Baden

Fantoche-Direktorin zieht positive Bilanz: «Ich bin kein Fan von immer neuen Besucherrekorden»

«Wir haben 13 verschiedene Schutzkonzepte angewandt», sagt Direktorin Annette Schindler.

«Wir haben 13 verschiedene Schutzkonzepte angewandt», sagt Direktorin Annette Schindler.

Annette Schindler, Direktorin des Badener Filmfestivals Fantoche, spricht im Interview über Maskenverweigerer, Eintrittszahlen und fehlende Apéros.

Das erste Fantoche-Festival unter Coronabedingungen ist zu Ende. Wie geht es Ihnen am Tag danach?

Annette Schindler: Die Anspannung hat sich gelegt. Sie war vor allem vor dem Festival gross. Die Vorbereitung war anspruchsvoll, vieles war anders als unter normalen Bedingungen. Aber nach dem ersten Tag haben wir alle den gewohnten Festivalrhythmus gefunden. Jetzt geht es uns allen gut. Wir sind gesund und wohlauf. Persönlich bin ich sehr dankbar, konnten wir das Festival durchführen.

Haben sich die Leute an die Coronamassnahmen gehalten?

Ja, die Massnahmen waren richtig und sie haben funktioniert. Die Leute konnten damit umgehen, sie haben sich an die Vorgaben gehalten und sie haben sich rücksichts- und verantwortungsvoll verhalten. Eine Person hat sich über die Maskenpflicht beschwert. Ich denke, bei rund 15000 Eintritten ist das vernachlässigbar. Das Festival fand in einem kontrollierten Rahmen statt, aber erst dieser Rahmen hat die Durchführung möglich gemacht.

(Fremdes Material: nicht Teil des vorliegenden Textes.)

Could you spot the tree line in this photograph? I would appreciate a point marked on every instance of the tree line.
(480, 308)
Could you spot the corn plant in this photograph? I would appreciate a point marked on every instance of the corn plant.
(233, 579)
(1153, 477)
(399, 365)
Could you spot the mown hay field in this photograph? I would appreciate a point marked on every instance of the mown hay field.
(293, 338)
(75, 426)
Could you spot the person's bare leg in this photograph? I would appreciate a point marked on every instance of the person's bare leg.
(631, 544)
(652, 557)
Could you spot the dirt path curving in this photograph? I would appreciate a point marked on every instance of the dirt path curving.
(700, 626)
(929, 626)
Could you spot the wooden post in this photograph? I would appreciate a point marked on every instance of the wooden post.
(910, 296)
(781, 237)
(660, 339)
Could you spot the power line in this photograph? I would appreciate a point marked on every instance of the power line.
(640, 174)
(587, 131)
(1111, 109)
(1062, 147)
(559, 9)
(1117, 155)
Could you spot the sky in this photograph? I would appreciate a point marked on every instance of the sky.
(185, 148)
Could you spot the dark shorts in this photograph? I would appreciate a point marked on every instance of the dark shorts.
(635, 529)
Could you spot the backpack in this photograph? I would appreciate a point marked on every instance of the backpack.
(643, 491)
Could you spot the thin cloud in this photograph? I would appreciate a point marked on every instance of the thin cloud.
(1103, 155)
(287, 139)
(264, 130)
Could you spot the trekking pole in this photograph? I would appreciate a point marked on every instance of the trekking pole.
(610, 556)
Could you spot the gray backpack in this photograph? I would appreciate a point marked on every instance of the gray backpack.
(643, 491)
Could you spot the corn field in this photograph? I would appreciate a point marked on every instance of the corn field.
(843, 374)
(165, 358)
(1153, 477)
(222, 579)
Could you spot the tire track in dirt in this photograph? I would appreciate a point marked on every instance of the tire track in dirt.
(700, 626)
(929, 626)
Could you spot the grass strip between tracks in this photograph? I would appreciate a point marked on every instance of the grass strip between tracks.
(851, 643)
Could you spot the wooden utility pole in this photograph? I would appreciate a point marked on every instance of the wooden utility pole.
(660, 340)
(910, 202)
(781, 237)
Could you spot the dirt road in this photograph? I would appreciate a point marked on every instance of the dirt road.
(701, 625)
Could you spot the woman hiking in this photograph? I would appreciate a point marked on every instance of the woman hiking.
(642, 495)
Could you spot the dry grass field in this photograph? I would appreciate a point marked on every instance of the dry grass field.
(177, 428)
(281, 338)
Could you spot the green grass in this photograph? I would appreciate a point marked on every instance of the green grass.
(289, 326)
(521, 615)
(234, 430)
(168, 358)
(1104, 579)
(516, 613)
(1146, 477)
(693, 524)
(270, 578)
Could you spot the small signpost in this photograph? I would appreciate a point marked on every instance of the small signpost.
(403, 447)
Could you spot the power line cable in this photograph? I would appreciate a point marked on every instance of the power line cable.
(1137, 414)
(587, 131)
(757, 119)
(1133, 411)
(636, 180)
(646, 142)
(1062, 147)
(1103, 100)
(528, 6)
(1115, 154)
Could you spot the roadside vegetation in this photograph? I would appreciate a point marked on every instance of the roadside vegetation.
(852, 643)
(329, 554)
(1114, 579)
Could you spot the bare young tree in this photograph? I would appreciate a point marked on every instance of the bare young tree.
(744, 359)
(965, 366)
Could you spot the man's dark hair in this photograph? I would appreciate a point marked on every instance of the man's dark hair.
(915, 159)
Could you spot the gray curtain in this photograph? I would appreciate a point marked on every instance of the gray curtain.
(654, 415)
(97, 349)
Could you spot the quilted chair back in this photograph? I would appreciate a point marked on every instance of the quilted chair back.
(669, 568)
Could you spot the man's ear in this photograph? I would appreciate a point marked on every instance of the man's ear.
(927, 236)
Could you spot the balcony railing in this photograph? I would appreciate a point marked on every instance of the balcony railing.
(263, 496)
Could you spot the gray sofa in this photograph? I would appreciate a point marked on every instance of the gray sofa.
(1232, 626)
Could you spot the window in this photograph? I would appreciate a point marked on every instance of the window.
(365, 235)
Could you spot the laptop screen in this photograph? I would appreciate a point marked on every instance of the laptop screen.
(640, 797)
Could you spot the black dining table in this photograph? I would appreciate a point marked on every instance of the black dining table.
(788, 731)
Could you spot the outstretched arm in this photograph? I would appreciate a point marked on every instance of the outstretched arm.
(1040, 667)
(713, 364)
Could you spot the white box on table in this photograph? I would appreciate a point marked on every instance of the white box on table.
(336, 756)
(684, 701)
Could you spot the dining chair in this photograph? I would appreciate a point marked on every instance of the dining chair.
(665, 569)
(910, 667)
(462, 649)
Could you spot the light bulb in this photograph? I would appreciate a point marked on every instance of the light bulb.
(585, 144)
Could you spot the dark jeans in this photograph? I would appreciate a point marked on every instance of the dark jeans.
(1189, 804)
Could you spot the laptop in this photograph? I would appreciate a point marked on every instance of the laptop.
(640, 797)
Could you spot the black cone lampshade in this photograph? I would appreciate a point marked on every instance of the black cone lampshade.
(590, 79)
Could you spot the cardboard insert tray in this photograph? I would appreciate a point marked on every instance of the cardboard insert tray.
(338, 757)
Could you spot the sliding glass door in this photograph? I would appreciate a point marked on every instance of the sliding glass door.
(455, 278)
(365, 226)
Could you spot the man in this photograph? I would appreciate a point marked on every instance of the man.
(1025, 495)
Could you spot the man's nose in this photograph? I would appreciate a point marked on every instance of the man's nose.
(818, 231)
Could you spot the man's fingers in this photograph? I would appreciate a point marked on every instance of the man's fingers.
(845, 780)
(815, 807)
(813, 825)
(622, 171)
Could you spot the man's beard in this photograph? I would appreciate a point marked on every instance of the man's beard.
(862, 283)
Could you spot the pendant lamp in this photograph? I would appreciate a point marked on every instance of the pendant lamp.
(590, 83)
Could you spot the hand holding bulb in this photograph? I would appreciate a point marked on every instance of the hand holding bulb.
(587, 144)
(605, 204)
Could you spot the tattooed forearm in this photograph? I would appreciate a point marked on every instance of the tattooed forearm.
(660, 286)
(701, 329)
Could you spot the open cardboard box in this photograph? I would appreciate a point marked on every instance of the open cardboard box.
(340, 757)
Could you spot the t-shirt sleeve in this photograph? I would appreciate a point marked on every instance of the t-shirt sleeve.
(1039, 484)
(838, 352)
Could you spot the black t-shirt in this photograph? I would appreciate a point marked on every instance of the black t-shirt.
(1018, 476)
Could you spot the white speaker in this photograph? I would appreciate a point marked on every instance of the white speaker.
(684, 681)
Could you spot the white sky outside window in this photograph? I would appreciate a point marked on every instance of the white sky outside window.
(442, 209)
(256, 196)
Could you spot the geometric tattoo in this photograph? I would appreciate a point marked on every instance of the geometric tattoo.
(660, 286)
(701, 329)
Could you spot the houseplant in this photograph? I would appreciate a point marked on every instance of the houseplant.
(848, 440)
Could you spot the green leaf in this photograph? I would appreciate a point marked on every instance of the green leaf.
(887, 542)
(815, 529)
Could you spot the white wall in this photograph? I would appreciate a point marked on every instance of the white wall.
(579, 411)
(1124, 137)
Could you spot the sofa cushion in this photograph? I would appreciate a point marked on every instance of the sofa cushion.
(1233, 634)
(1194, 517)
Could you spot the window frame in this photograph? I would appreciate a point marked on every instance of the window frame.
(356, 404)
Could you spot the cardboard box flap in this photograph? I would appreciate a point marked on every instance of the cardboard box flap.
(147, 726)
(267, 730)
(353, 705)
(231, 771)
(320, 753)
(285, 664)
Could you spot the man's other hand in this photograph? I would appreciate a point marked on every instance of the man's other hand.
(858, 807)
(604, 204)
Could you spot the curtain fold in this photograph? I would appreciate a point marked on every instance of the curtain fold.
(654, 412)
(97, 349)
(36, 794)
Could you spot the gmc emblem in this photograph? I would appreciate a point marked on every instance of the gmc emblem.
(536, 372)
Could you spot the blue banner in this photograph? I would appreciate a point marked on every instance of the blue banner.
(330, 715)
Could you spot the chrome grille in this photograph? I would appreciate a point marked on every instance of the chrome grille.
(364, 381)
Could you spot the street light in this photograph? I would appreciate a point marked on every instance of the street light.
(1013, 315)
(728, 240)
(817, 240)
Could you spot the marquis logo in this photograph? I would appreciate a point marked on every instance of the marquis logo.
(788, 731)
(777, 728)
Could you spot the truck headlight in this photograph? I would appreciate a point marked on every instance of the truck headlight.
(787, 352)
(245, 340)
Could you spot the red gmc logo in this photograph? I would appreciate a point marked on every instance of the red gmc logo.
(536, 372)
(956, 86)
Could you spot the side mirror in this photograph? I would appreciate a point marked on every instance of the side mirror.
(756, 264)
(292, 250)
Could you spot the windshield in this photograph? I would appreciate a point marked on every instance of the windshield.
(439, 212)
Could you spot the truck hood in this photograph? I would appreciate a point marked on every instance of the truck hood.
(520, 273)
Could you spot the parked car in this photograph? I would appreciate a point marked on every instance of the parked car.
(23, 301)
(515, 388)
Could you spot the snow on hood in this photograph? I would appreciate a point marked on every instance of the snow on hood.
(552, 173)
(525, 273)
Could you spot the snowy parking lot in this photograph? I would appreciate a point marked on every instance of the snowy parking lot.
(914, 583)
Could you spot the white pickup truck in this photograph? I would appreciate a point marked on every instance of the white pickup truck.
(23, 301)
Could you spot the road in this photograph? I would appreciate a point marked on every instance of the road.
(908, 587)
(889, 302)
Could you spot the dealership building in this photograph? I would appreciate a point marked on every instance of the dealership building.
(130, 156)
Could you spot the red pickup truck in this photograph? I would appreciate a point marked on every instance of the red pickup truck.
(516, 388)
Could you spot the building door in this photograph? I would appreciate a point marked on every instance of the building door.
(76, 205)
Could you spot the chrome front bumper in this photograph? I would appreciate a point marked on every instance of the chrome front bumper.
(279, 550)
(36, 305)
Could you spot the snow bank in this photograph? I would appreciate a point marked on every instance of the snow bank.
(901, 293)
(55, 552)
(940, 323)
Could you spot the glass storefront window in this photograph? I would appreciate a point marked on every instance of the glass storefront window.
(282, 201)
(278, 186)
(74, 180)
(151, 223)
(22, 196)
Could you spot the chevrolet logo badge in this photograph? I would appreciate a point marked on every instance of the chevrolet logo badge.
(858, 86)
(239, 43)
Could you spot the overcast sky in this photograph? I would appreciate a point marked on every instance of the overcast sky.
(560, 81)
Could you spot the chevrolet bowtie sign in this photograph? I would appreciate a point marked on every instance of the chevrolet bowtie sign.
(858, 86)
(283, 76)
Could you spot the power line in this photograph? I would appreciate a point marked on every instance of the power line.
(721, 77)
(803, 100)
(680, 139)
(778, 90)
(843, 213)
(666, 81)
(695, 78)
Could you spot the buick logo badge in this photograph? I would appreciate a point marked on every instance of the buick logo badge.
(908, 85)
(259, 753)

Mussten Sie während des Festivals Anpassungen vornehmen?

Wir haben das Konzept so durchgezogen, wie wir es zu Beginn kommuniziert hatten. Aber eigentlich muss man von mehreren Konzepten reden. Wir haben insgesamt 13 Schutzkonzepte ausgearbeitet. Jede Lokalität hatte ihr Eigenes. Wir schauten Ein- und Ausgange an, die ­Fläche und vieles mehr. Auch wurden je nach Lokalität Kino- oder Museumsrichtlinien angewandt.

Wie zufrieden sind Sie mit den 15'800 Eintritten?

Die Zahl fühlt sich unter den gegebenen Umständen sehr gut an. Einige Events waren maximal ausgelastet, andere weniger gut besucht. Wenn man schaut, wie andere Veranstalter oder Branchen leiden, können wir uns nicht beklagen.

Die Bilder von der Preisverleihung:

Es waren 10'000 Eintritte weniger als 2019.

Ich bin kein Fan von immer neuen Besucherrekorden. Es geht um Qualität, nicht Quantität. Haben sich die Leute bei uns wohlgefühlt? Haben sie wertvolle Erfahrungen gesammelt? Aber natürlich haben uns die internationalen Gäste in diesem Jahr enorm gefehlt.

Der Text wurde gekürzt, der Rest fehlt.